Accessibility to nuclease digestion was examined by using EpiQ chromatin analysis kit (Bio-Rad, Hercules, CA) following the manufacturer's protocol with minor modifications (Yellajoshyula ; Ito ). Briefly, 1 × 106 NIH 3T3 cells were permeabilized with EpiQ chromatin buffer. The cells were subjected to in situ chromatin digestion with EpiQ nuclease for 1 h at 37°C. The digestion was terminated with EpiQ stop buffer. Genomic DNA was extracted by using DNA lysis solution and washed with low/high-stringency wash solution in the column. Extracted DNA was eluted from the column with DNA elution solution and subjected to PCR analysis for E2F-R with the primer sets described.

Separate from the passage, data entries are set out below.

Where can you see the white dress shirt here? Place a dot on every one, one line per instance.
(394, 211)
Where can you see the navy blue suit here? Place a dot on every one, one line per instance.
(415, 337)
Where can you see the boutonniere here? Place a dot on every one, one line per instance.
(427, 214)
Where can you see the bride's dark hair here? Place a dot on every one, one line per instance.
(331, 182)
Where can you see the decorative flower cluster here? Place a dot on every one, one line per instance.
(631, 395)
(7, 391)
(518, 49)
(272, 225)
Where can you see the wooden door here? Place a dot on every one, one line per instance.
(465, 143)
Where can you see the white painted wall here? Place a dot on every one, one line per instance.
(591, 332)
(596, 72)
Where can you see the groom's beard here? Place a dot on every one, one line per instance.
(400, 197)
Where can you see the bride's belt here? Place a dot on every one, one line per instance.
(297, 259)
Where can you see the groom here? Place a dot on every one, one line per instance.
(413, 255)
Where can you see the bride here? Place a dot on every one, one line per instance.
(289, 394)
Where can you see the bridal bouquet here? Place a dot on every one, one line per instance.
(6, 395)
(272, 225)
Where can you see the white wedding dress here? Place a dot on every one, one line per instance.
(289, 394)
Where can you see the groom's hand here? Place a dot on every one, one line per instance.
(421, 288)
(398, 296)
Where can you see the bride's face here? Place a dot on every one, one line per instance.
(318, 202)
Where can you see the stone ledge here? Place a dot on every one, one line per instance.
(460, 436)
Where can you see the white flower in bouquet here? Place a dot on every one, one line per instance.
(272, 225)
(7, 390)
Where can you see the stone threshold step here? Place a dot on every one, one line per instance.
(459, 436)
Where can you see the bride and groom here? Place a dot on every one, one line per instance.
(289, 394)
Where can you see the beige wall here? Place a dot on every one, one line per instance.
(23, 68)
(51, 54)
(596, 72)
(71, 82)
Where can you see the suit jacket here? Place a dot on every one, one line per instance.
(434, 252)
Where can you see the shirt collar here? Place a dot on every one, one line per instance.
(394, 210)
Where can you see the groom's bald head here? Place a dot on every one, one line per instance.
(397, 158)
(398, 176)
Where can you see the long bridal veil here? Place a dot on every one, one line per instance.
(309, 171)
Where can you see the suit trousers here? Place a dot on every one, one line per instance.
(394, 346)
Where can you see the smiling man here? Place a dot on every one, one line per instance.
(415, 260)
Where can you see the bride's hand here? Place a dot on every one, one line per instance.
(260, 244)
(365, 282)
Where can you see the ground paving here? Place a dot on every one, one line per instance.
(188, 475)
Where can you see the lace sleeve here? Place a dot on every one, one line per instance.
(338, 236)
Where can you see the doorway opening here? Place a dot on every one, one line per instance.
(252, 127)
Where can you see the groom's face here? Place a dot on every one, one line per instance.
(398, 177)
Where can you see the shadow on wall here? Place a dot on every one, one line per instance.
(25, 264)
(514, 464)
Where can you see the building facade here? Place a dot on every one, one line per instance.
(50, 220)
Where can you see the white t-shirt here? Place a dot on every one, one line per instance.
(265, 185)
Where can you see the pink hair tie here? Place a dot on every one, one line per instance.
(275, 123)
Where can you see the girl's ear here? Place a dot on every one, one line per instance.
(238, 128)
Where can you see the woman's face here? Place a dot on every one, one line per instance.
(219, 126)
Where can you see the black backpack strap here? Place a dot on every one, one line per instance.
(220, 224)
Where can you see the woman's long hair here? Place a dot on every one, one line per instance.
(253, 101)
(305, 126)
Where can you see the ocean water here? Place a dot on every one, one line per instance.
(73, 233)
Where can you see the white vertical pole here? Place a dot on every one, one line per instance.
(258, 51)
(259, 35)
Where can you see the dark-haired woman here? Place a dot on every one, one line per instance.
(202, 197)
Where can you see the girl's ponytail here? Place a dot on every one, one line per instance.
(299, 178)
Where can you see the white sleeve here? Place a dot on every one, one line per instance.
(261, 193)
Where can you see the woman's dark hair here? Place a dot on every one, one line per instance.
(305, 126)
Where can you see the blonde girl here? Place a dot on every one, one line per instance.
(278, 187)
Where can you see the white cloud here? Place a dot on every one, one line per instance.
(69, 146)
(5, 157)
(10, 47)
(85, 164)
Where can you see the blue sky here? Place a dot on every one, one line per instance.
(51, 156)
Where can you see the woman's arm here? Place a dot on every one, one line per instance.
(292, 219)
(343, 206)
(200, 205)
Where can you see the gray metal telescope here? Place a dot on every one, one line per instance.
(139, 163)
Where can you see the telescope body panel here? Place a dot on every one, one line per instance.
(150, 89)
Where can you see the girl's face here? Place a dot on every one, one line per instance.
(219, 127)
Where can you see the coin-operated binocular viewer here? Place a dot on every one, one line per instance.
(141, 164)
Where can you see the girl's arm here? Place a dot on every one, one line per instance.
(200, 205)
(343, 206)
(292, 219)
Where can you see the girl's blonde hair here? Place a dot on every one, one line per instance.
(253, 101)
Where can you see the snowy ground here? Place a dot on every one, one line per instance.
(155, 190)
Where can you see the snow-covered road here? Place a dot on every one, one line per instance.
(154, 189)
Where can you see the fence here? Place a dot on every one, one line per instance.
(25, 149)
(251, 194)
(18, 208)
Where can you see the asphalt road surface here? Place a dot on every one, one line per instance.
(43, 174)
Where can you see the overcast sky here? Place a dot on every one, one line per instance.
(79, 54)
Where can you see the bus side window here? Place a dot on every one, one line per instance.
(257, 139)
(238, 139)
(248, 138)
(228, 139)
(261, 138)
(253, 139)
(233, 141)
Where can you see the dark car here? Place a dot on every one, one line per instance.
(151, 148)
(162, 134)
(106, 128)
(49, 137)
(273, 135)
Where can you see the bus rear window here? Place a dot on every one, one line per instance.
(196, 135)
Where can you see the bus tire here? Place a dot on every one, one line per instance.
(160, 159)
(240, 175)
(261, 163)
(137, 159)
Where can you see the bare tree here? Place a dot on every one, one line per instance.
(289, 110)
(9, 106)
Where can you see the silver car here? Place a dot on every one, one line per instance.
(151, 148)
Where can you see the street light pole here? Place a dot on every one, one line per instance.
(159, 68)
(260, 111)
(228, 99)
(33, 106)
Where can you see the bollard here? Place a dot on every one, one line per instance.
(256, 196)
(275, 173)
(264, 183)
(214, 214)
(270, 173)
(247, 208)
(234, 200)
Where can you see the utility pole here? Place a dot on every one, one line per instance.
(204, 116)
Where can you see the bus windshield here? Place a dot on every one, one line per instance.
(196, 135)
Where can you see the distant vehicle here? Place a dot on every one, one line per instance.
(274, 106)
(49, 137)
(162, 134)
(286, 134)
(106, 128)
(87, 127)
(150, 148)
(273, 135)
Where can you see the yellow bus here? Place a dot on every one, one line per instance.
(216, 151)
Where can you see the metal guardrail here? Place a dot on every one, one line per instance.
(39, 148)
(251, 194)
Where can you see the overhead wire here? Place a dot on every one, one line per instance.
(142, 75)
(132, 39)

Nuclease accessibility is defined as the susceptibility of the targeted genomic DNA region to nuclease digestion. The index of the target genomic DNA region after nuclease treatment is calculated relative to that of the reference gene region of the Rhodopsin (Rho) gene that is not susceptible to nuclease digestion. The data were analyzed by using EpiQ Chromatin Kit Data Analysis Tool (www.bio-rad.com/epiq; Bio-Rad).

Statistical analysis

More than three independent experiments were done, and the data were analyzed using the Student's t test. The results are shown with SEM.

Antibodies

Primary and secondary antibodies used are listed in Supplemental Table 1.